After he has killed his best friend in an MMA championship match – and was
thrown out by the officials of his league – guilt-ridden Wes Baylor (Scott
Adkins) is fighting illegal underground matches in Southeast Asia, clearly
looking for a way to die but unwilling to do the deed himself.
When one Jonah Aldrich (Robert Knepper) offers Baylor the opportunity for one
last big fight in Myanmar worth a million dollars, the fighter has vague dreams
of using that money for some kind of redemption that’ll come in the uncommon
form of a beach house (don’t ask). Unfortunately, though not terribly surprising
given the film’s title and prologue, that “fight” isn’t so much a fight but
rather a big game hunt through a part of Myanmar’s jungle kept free of pesky
villagers by corrupt military, with Baylor as the prey. If he makes it the
hundred miles to the border of Thailand, he’s home free with a bag full of
rubies, supposedly. Of course, the hunting group consisting of Aldrich, his
partner Madden (Temuera Morrison) and a bunch of rich assholes – killed off too
early to have any character traits Gigi Velicitat, rich girl in leather pants
Rhona Mitra, torero Adam Saunders, rich redneck Peter Hardy and wavering rich
redneck son Sean Keenan, and gamer dude Jamie Timony – have vehicles where
Baylor is on foot, military assistance, drones, and all kinds of weapons.

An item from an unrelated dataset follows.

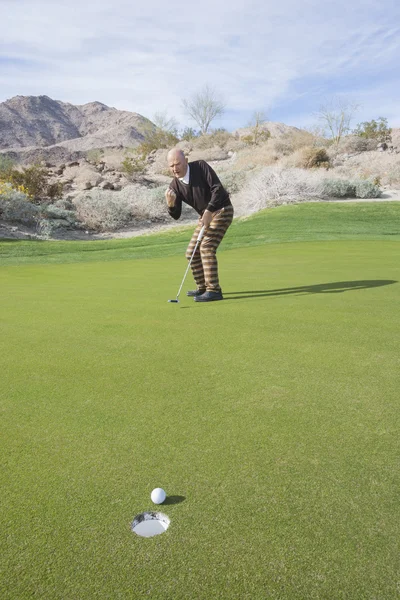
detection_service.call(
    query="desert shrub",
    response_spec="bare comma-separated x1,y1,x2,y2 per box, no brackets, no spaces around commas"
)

Yet that might still not be enough to kill one very angry Baylor,
particularly once he meets Tha (Ann Truong) in the jungle, the sister of one of
Aldrich’s former victims, and borrows a cause to fight for apart from mere
survival from her.
There may be people who think the John Woo directed Jean-Claude Van
Damme-starring Hard Target didn’t need a very belated direct to
streaming (home video?) sequel, hell, there may even be people who believe the
original wasn’t terribly great. Spoilers: both of these groups are wrong, the
latter even horribly wrong.
This film’s a sequel to Hard Target only very freely anyway; it’s
simply another Most Dangerous Game variation that found a sexier (or at
least some decades more modern) title to use, so the producers might just as
well have called this one a reboot. Director Roel Reiné does clearly love his
John Woo, too, so the film includes about half a dozen direct homages to certain
Woo tics used in the original film, naturally including those frigging doves.

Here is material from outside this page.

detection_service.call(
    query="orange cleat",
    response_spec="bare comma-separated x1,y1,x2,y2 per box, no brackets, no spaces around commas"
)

Otherwise, Reiné is no John Woo, but he’s certainly one of the more talented
guys working in the low budget action sphere at the moment, showing a sense of
pacing, a clear understanding of how to use the camera to create physical spaces
for the characters to fight in, and an obvious appreciation for the fighters and
stunt people involved that uses editing and whooshing noises to emphasise their
efforts instead of distracting from them.
It does of course help that Scott Adkins is the contemporary king of this
kind of movie – a decent actor and a great screen fighter, and by now also an
experienced workhorse who is having a slow year when he’s doing only three films
in it. The more important parts of the cast are rather great low budget movie
people, too. Knepper, Mitra and Morrison all have a couple of action scenes to
sink their teeth into as well as more than enough opportunities for some rather
delightful scenery chewing.
Speaking of the action, while the film obviously puts the emphasis on the
very fine martial arts fights, you also get a variety of fun vehicle stunts, a
bit of shooting, as well as a lot of running; there’s even what I think counts
as an exploding hut. Reiné does well by all of it.
What further elevates the film about the lower tiers of the contemporary low
budget action crowd is a script that’s not written around some one shooting day
cameos and so hangs together well without having to ruin its pacing to
accommodate Bruce Willis’s need to buy cigars. The character work is pretty
obvious, but pretty obvious is what a film where motorcycles are inevitably
carrying machine guns needs.
Also wonderful is the film’s complete lack of warehouse sets. Shot in
Thailand (with a mostly Thai crew in the technical on-set roles), Reiné has
rather a lot of very picturesque jungle, a few ruins, waterways and bridges to
work with, which does of course help enable the variety of action scenes I’ve
already praised and provides the film with a sense of place and space always
useful in action cinema. It’s what turns Hard Target 2 into a much
better film than you’ll probably hope for going in.